Za nieuzasadnione należy również uznać twierdzenia powoda odnoszące się do naruszenia art. 10 kpa. Przepis ten wskazuje na obowiązek organów administracji publicznej zapewnienia stronom czynnego udziału w każdym stadium postępowania administracyjnego. Skarżący zarzuca, że organ administracyjny wydając jednego dnia dwa postanowienia / o wznowieniu postępowania oraz wzywające do uzupełnienia dokumentacji / uniemożliwił mu wypowiedzenie się. Z tym argumentem jednak nie można się zgodzić, powód piśmie z dnia 6 listopada 2012r / k. 15- 17 / zajął stanowisko w sprawie, wnosząc o umorzenie postępowania, co nastąpiło w decyzji administracyjnej z dnia 31 grudnia 2012r.

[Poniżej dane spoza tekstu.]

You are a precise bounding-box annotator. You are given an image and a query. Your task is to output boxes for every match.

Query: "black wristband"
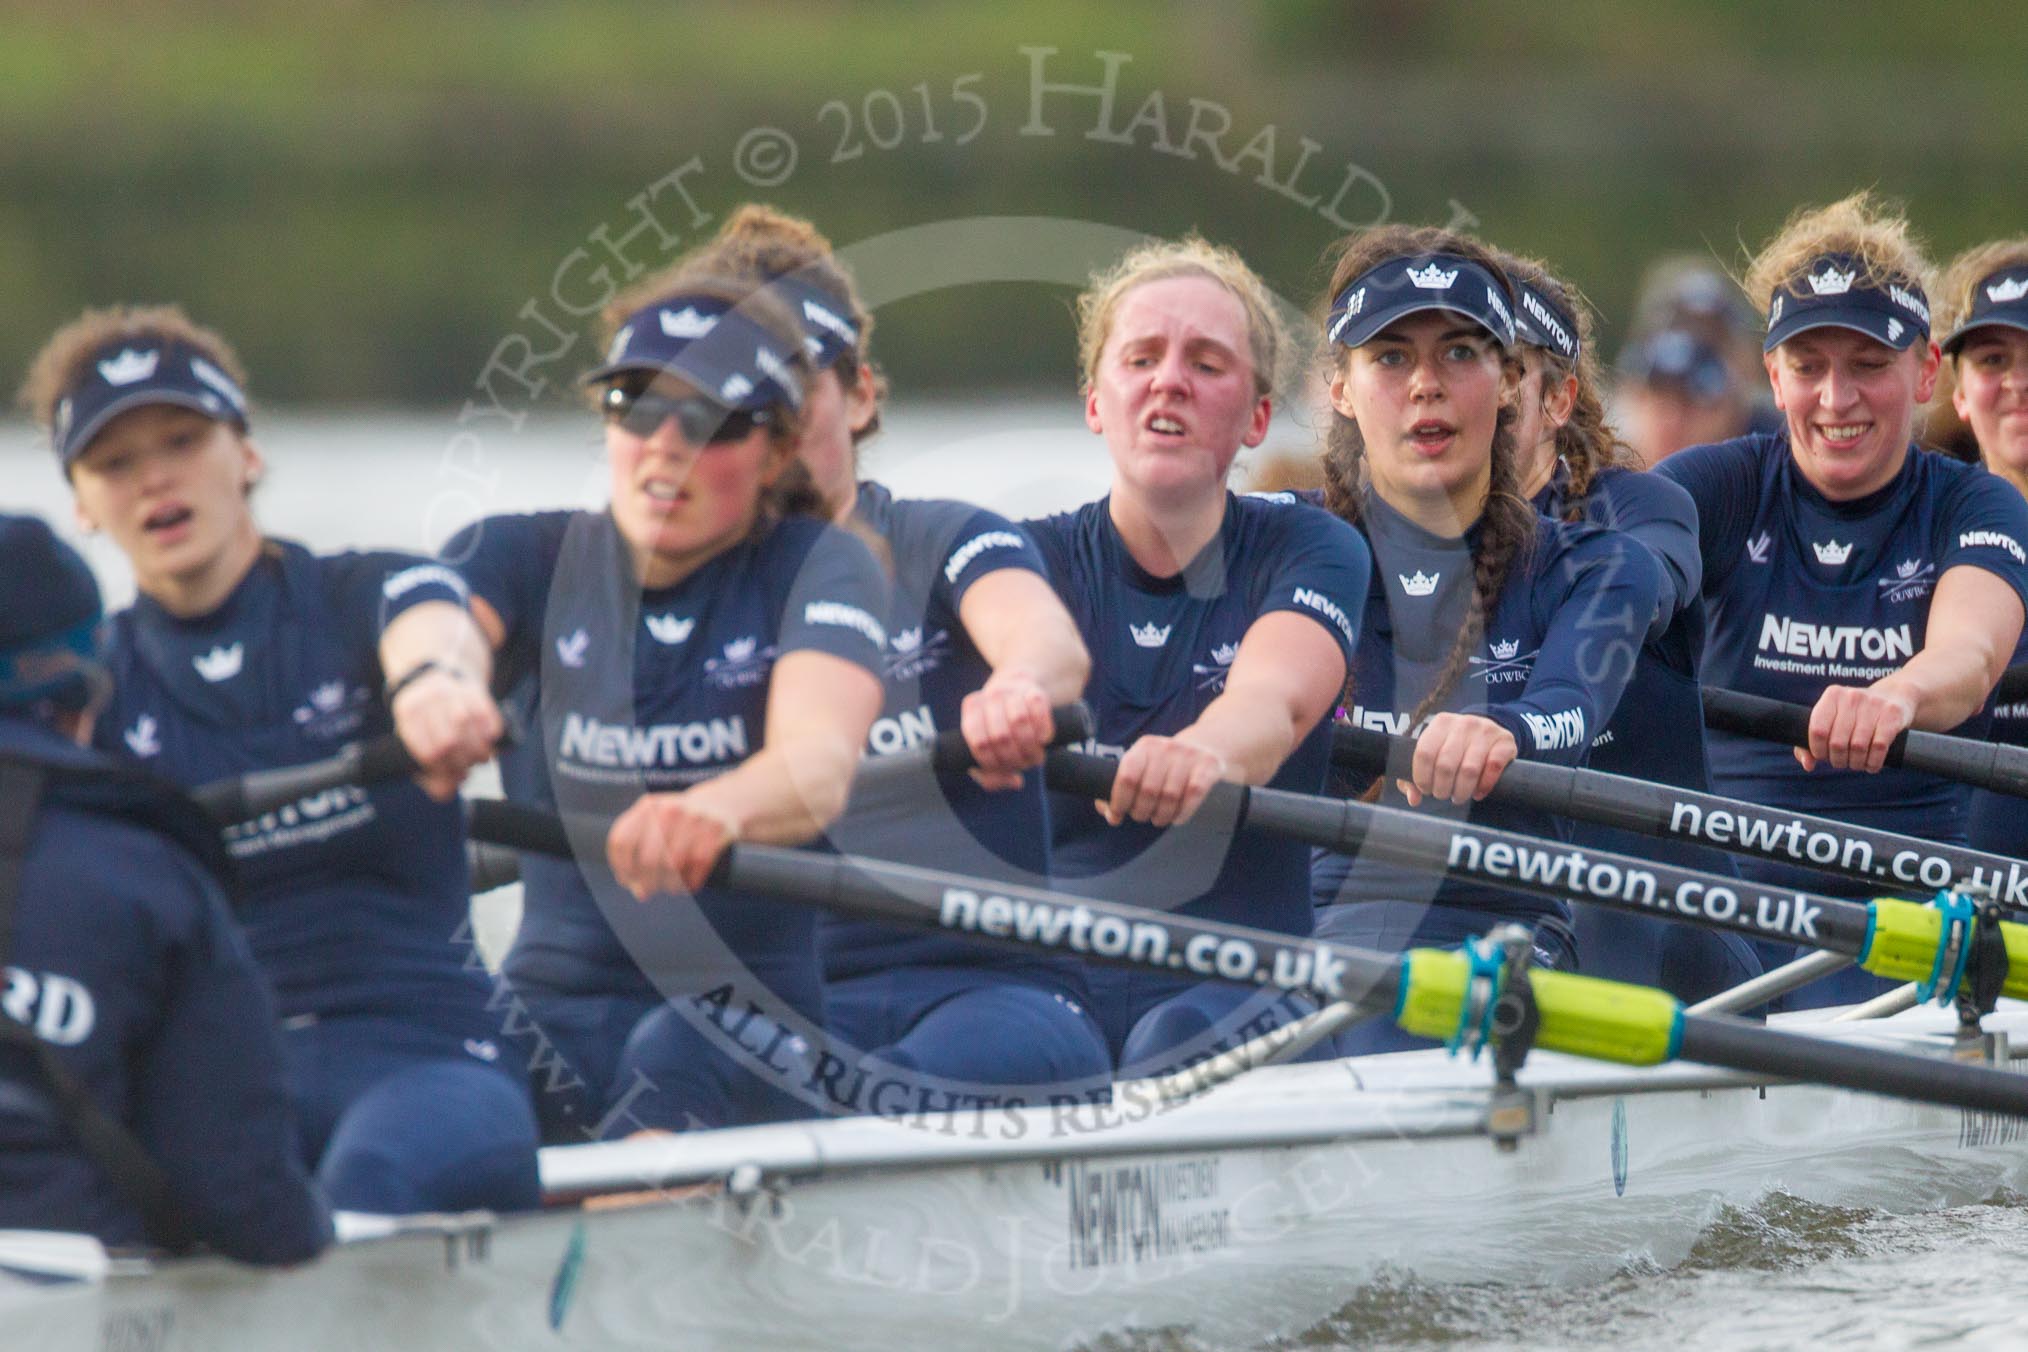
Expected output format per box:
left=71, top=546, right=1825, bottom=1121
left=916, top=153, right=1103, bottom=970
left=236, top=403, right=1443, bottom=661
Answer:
left=384, top=660, right=466, bottom=705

Trudno również jest uznać że zarzuty, z których wynika, iż uzupełnienie dokumentacji poprzez dokonanie uzgodnień ze spółką wodociągową było niemożliwe, mają świadczyć o bezprawności postanowienia z dnia 29 października 2015r. Zresztą sam skarżący powołując się na te okoliczności nie wskazał, jakiego rodzaju przepisy prawa miałyby zostać naruszone w związku tymi właśnie okolicznościami. Przytaczając te argumenty powód wskazywał jedynie na naruszenie przez Sąd I instancji w przedmiotowym postępowaniu art. 233 § 1 kpc, czyli na niewłaściwą- jego zdaniem- ocenę zebranego materiału dowodowego. Na obrazę tego przepisu powoływał się również skarżący w kontekście oceny zeznań świadków. Jednak i w tym zakresie nie można przyjąć, by Sąd Rejonowy dokonał błędnej oceny dowodów. Powód wskazując na ten zarzut stwierdził jedynie, że Sąd I instancji oprał się głównie na zeznaniach pozwanych i św. K. B., a nie dał wiary zeznaniom św. K. P., K. Ł., K. B. i M. C.. Trzeba jednak zauważyć, że w części ustalającej stan faktyczny Sąd Rejonowy wskazał, że oprał się m. in. na zeznaniach św. K. Ł. czy św. K. P., zaś w części uzasadnienia zawierającej zważenia prawne Sąd Rejonowy nigdzie wprost nie stwierdził, że uznał zeznania wyżej wymienionych świadków za niewiarygodne, zeznania te również w żaden inny sposób nie zostały zdyskredytowane. W takiej sytuacji trudno jest więc uznać, że doszło naruszenia tego przepisu poprzez niewłaściwą ocenę zeznań świadków. W końcu należy zauważyć, że zeznania św. K. B. i M. C. dotyczyły okoliczności dotyczących świadczonych przez nich usług prawnych na rzecz powoda. W sytuacji zaś, gdy podstawą oddalenia powództwa był brak bezprawności postanowienia z dnia 29 października 2015r, trudno uznać, że zeznania te miały w niniejszej sprawie decydujące znaczenie.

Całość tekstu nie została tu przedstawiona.